Ever since states have begun allowing marijuana use for medicinal purposes the growth and sale of the green weed has become a billion-dollar industry, whose members are in many cases, circling the wagons today as other groups fight for full legalization.
Medical marijuana is available for use in 18 states today, including California, Nevada, Maine and Oregon. In these states owners of marijuana dispensaries, trade associations and other groups that represent the new industry are worried about, and some cases even fighting against, legislation that will fully legalize marijuana.
The fear is that if marijuana becomes fully legalized the businesses that now benefit from the governmentally sanctioned monopolies will have to become competitive. Also, because these marijuana-related businesses are still illegal under federal law- they can even be raided by the FBI or subjected to an IRS audit- they benefit from the state laws giving them exclusive rights to grow and dispense marijuana. In addition prices are kept high because of the federal laws prohibiting growing, selling and using marijuana.

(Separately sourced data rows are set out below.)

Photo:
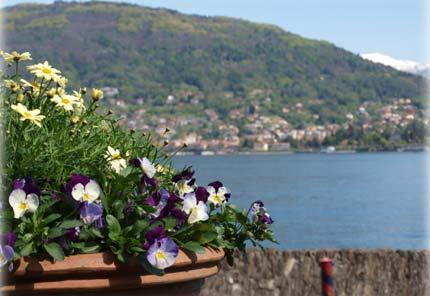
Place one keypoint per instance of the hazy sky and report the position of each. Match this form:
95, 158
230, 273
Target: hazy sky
392, 27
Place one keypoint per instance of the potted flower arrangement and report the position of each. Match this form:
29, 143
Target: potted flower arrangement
89, 206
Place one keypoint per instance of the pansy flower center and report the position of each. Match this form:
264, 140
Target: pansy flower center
65, 101
160, 255
2, 259
23, 205
27, 115
86, 197
217, 198
116, 155
46, 71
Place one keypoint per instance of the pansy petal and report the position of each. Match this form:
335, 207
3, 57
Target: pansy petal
223, 191
32, 202
16, 197
93, 190
8, 252
211, 190
18, 211
78, 192
202, 211
147, 167
189, 202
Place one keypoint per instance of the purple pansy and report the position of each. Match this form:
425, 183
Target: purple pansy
83, 189
7, 242
265, 219
74, 180
90, 212
217, 193
162, 253
154, 234
6, 256
148, 182
73, 233
259, 213
158, 200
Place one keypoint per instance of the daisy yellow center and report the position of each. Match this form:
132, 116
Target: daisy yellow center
86, 197
23, 206
65, 101
160, 255
116, 156
46, 71
27, 115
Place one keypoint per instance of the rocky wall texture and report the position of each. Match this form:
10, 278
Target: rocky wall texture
356, 272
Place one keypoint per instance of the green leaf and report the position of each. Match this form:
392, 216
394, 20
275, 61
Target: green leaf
194, 247
96, 232
51, 218
70, 224
126, 171
26, 250
139, 226
54, 250
113, 224
55, 232
136, 250
207, 237
149, 267
169, 222
87, 247
118, 208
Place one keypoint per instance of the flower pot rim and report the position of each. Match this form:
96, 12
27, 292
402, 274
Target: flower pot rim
102, 272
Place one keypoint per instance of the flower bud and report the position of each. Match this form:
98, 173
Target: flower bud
97, 94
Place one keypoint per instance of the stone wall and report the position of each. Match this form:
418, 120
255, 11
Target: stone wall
356, 272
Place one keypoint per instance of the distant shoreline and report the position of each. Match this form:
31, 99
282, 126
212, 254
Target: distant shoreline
299, 151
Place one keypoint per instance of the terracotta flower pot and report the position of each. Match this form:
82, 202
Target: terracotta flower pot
92, 273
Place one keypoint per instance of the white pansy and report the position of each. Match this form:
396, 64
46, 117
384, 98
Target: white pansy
90, 192
147, 167
22, 202
197, 211
217, 197
183, 187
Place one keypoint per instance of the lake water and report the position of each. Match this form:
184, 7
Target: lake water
357, 200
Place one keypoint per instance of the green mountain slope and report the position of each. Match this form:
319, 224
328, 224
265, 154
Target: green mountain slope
223, 63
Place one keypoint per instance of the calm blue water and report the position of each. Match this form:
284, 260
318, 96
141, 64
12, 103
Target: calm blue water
361, 200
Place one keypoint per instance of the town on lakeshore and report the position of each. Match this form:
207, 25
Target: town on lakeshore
399, 126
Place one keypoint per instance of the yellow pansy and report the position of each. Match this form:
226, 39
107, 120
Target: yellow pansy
67, 102
31, 115
12, 85
44, 70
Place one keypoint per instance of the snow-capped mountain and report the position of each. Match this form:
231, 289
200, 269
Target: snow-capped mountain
401, 65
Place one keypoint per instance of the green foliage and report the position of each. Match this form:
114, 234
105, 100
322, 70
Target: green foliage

This past spring unusual bedfellows joined together in Maine to oppose a state bill there that would legalize personal possession of small amounts of pot. The Medical Marijuana Caregivers of Maine added their voice to the usual anti-marijuana groups such as social conservatives, public health advocates and law-enforcement groups. The medical marijuana lobby stated that the legislation would give criminal organizations an incentive to smuggle pot into adjoining states. They also stated that the tax plan included in the bill was not workable and was also unfair.
“The main objections came from the fact that the bill was not built around Maine’s medical marijuana industry,” Paul McCarrier, a lobbyist for the medical marijuana caregivers group, said. “Philosophically, we’re not opposed to the decriminalization of marijuana, but the devil is in the details.”